Though technology has certainly had an impact in "leveling the playing field" between novices and experts in stock trading, there still exist a number of market inefficiencies for the savvy trader to exploit. Figuring that stock prices in the short term tend to some extent to reflect traders' emotional reactions to news articles published that day, we set out to create a machine learning application that could predict the general emotional response to the day's news and issue an informed buy, sell, or hold recommendation for each stock based on that information.
After entering the ticker symbol of a stock, our application allows the user to easily compare the actual stock price over a period of time against our algorithm's emotional reaction.
We built our web application using the Flask python framework and front-end using React and Bootstrap. To scrape news articles in order to analyze trends, we utilized the google-news API. This allowed us to search for articles pertaining to certain companies, such as Google and Disney. Afterwards, we performed ML and sentiment analysis through the textblob Python API.

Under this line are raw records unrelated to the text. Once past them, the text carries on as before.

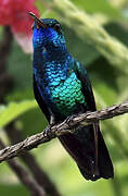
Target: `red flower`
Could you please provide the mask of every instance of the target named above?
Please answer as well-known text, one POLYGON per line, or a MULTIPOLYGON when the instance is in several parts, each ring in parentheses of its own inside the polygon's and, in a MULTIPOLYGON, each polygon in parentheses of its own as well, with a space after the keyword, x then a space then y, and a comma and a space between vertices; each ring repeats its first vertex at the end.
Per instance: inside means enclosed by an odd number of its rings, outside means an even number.
POLYGON ((9 25, 13 33, 31 33, 33 19, 28 12, 39 16, 36 0, 0 0, 0 25, 9 25))

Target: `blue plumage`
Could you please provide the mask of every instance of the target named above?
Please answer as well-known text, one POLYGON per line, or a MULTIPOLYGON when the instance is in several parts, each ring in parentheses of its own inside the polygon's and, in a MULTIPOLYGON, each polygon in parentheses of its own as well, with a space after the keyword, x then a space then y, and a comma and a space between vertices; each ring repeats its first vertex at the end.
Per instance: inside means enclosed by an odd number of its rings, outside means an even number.
MULTIPOLYGON (((34 14, 34 91, 50 123, 94 111, 95 102, 85 68, 68 52, 56 20, 34 14)), ((76 46, 75 46, 76 47, 76 46)), ((113 177, 113 166, 98 124, 59 137, 87 180, 113 177)))

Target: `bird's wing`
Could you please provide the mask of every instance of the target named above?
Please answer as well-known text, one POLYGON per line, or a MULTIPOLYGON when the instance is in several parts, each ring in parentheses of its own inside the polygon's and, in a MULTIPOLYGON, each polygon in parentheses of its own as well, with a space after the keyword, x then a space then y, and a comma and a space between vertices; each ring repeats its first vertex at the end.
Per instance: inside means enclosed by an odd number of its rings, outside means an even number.
POLYGON ((76 73, 77 77, 81 82, 81 86, 82 86, 81 90, 82 90, 82 94, 86 98, 87 110, 88 111, 95 111, 97 108, 95 108, 94 96, 93 96, 91 83, 90 83, 90 79, 87 75, 86 69, 80 64, 79 61, 76 61, 76 60, 74 62, 74 69, 75 69, 75 73, 76 73))

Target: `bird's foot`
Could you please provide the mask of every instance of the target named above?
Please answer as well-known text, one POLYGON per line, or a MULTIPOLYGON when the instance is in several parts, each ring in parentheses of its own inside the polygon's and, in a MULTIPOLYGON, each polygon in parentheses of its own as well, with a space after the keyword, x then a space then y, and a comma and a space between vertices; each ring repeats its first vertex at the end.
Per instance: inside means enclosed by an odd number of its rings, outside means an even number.
POLYGON ((76 118, 77 117, 77 114, 73 114, 73 115, 71 115, 71 117, 67 117, 66 118, 66 123, 68 124, 68 125, 71 125, 71 126, 73 126, 74 125, 74 118, 76 118))
POLYGON ((52 127, 52 125, 49 124, 43 131, 43 136, 48 137, 49 139, 50 139, 50 135, 51 135, 51 127, 52 127))

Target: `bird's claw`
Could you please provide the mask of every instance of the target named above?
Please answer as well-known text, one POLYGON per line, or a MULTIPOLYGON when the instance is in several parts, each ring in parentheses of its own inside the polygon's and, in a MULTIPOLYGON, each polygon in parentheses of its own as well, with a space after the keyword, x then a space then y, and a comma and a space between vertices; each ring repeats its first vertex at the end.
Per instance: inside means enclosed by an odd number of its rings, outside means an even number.
POLYGON ((50 125, 48 125, 46 128, 44 128, 44 131, 43 131, 43 136, 44 137, 48 137, 48 138, 50 138, 50 135, 51 135, 51 124, 50 125))
POLYGON ((73 114, 73 115, 71 115, 71 117, 67 117, 67 118, 66 118, 66 123, 69 124, 69 125, 73 124, 75 117, 77 117, 77 115, 76 115, 76 114, 73 114))

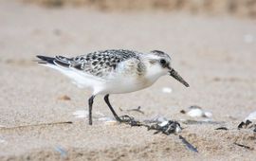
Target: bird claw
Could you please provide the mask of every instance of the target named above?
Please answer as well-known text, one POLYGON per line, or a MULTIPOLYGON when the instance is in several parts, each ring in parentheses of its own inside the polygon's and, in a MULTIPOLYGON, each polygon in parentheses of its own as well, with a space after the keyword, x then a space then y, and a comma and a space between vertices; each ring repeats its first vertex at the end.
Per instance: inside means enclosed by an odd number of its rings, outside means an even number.
POLYGON ((131 126, 142 126, 142 123, 135 120, 133 116, 120 116, 118 119, 120 123, 129 124, 131 126))
POLYGON ((148 126, 148 130, 156 130, 155 134, 158 133, 163 133, 167 135, 176 133, 178 129, 181 129, 180 124, 177 121, 169 120, 165 125, 161 126, 159 124, 153 124, 148 126))

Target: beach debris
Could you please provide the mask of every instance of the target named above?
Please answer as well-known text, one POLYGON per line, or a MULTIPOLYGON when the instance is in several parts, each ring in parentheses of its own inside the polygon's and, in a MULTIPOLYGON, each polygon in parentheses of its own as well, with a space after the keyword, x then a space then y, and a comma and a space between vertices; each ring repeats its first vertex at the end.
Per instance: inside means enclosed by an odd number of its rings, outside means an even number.
POLYGON ((228 131, 229 129, 226 128, 226 127, 219 127, 219 128, 216 128, 215 130, 223 130, 223 131, 228 131))
POLYGON ((239 144, 239 143, 236 143, 236 142, 234 142, 234 145, 237 145, 239 147, 243 147, 243 148, 247 149, 247 150, 253 150, 253 148, 251 148, 249 146, 239 144))
MULTIPOLYGON (((136 108, 136 109, 128 109, 128 110, 125 110, 125 111, 126 111, 126 112, 135 111, 135 112, 138 112, 138 113, 140 113, 140 114, 144 114, 144 112, 143 112, 143 111, 141 111, 140 109, 141 109, 141 107, 140 107, 140 106, 138 106, 138 107, 137 107, 137 108, 136 108)), ((124 111, 124 110, 122 110, 120 107, 119 107, 119 110, 120 110, 120 111, 124 111)))
POLYGON ((242 121, 242 122, 238 125, 238 129, 242 129, 242 128, 246 129, 246 128, 247 128, 247 126, 248 126, 249 124, 251 124, 251 123, 252 123, 252 122, 251 122, 250 120, 246 120, 246 122, 242 121))
POLYGON ((55 151, 60 152, 62 158, 67 157, 67 152, 62 146, 56 146, 55 151))
POLYGON ((188 140, 186 140, 182 135, 178 135, 178 138, 181 139, 182 143, 187 147, 188 150, 198 152, 197 149, 192 145, 188 140))
POLYGON ((188 125, 194 125, 194 124, 210 124, 210 125, 218 125, 218 124, 224 124, 224 121, 212 121, 212 120, 192 120, 192 119, 186 119, 186 120, 180 120, 184 124, 188 125))
POLYGON ((168 119, 164 116, 156 116, 152 119, 146 119, 144 120, 145 123, 162 123, 164 121, 167 121, 168 119))
POLYGON ((238 127, 238 129, 251 129, 253 128, 253 132, 256 131, 256 111, 250 113, 245 119, 242 121, 238 127))
POLYGON ((192 117, 211 117, 212 114, 207 111, 204 111, 200 106, 193 105, 189 107, 189 111, 181 110, 181 114, 186 114, 192 117))
POLYGON ((71 100, 71 98, 66 95, 64 95, 64 96, 59 97, 58 99, 59 100, 71 100))
POLYGON ((85 118, 89 115, 88 111, 85 110, 77 110, 73 113, 76 118, 85 118))
POLYGON ((148 130, 155 130, 154 134, 162 133, 164 134, 171 134, 181 132, 181 126, 177 121, 168 120, 161 123, 155 123, 147 126, 148 130))
POLYGON ((167 93, 167 94, 171 94, 173 92, 173 89, 170 87, 163 87, 162 92, 167 93))

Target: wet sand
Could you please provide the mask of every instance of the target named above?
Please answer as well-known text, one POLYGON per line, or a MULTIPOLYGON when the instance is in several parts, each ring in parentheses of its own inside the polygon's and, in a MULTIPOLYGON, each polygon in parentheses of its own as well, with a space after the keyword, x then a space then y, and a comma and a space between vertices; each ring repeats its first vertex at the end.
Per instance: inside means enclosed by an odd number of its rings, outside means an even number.
POLYGON ((0 160, 254 160, 256 134, 237 125, 256 104, 256 22, 185 13, 106 13, 82 8, 45 9, 0 2, 0 160), (178 135, 154 134, 143 127, 105 125, 112 116, 99 96, 93 126, 73 115, 87 111, 89 91, 33 61, 35 55, 76 56, 99 49, 163 50, 190 83, 166 76, 152 87, 110 99, 119 115, 139 120, 199 105, 219 124, 190 125, 178 135), (163 93, 163 87, 172 93, 163 93), (68 96, 71 99, 60 98, 68 96), (141 106, 144 115, 125 112, 141 106), (99 115, 99 113, 101 113, 99 115), (98 115, 97 115, 98 114, 98 115), (47 123, 72 121, 72 124, 47 123), (36 126, 37 125, 37 126, 36 126), (228 127, 229 131, 214 130, 228 127), (240 143, 251 149, 234 144, 240 143))

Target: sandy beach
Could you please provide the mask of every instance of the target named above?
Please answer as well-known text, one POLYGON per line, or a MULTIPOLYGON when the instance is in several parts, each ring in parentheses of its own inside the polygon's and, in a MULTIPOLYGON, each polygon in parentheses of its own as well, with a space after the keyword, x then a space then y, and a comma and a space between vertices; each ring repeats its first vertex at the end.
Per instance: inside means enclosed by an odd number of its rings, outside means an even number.
POLYGON ((255 160, 256 133, 237 129, 256 110, 255 20, 16 1, 0 1, 0 160, 255 160), (112 48, 159 49, 172 56, 190 88, 166 76, 150 88, 110 99, 119 115, 176 120, 179 134, 105 124, 99 118, 113 116, 103 96, 95 99, 89 126, 86 115, 74 113, 87 112, 90 92, 34 62, 36 55, 73 57, 112 48), (205 120, 180 113, 192 105, 211 113, 214 123, 186 123, 205 120), (144 114, 127 111, 137 106, 144 114))

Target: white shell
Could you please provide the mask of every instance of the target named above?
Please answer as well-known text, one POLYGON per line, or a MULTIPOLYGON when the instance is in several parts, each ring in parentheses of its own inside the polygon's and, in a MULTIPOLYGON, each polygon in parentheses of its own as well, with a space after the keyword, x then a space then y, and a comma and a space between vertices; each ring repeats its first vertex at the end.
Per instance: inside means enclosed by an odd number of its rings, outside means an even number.
POLYGON ((173 92, 173 89, 170 88, 170 87, 163 87, 163 88, 162 88, 162 92, 163 92, 163 93, 171 94, 171 93, 173 92))

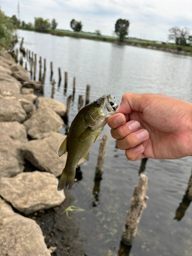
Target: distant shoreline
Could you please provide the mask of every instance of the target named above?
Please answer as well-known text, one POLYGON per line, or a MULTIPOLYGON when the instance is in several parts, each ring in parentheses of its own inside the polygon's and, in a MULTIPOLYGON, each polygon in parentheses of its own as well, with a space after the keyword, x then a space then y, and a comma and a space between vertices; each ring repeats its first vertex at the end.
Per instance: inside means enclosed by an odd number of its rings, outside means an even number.
POLYGON ((146 41, 142 41, 139 42, 135 41, 133 40, 132 40, 131 39, 129 40, 125 39, 125 41, 120 42, 119 41, 116 39, 106 37, 104 36, 95 36, 73 32, 67 32, 65 31, 64 32, 62 31, 55 30, 47 30, 45 32, 42 32, 39 31, 36 31, 33 28, 31 28, 30 29, 24 29, 23 28, 20 27, 18 29, 20 29, 22 30, 37 32, 38 33, 42 33, 43 34, 51 34, 52 35, 56 35, 58 36, 70 36, 77 38, 84 38, 88 39, 90 40, 94 40, 95 41, 101 41, 107 42, 112 42, 120 45, 129 45, 131 46, 135 46, 137 47, 141 47, 152 50, 158 50, 159 51, 163 51, 165 52, 171 52, 173 53, 182 54, 185 56, 192 56, 192 47, 191 46, 178 46, 175 44, 166 45, 162 44, 157 44, 154 42, 152 42, 151 41, 148 41, 148 42, 146 42, 146 41))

We had some difficulty finding news articles; it was quite a challenge to find a free and accessible API that allowed us to gather our data. In fact, we stumbled upon one API that, without our knowledge, redirected us to a different web page the moment we attempted any sort of data extraction. Additionally, we had some problems trying to optimize our ML algorithm in order to produce as accurate results as possible.
We are proud of the fact that Newsstock is up and running and able to predict certain trends in the stock market with some accuracy. It was cool not only to see how certain companies fared in the stock market, but also to see how positivity or negativity in media influenced how people bought or sold certain stocks.
First and foremost, we learned how difficult it could be at times to scrape news articles, especially while avoiding any sort of payment or fee. Additionally, we learned that machine learning can be fairly inaccurate. Overall, we had a great experience learning new frameworks and technologies as we built Newsstock.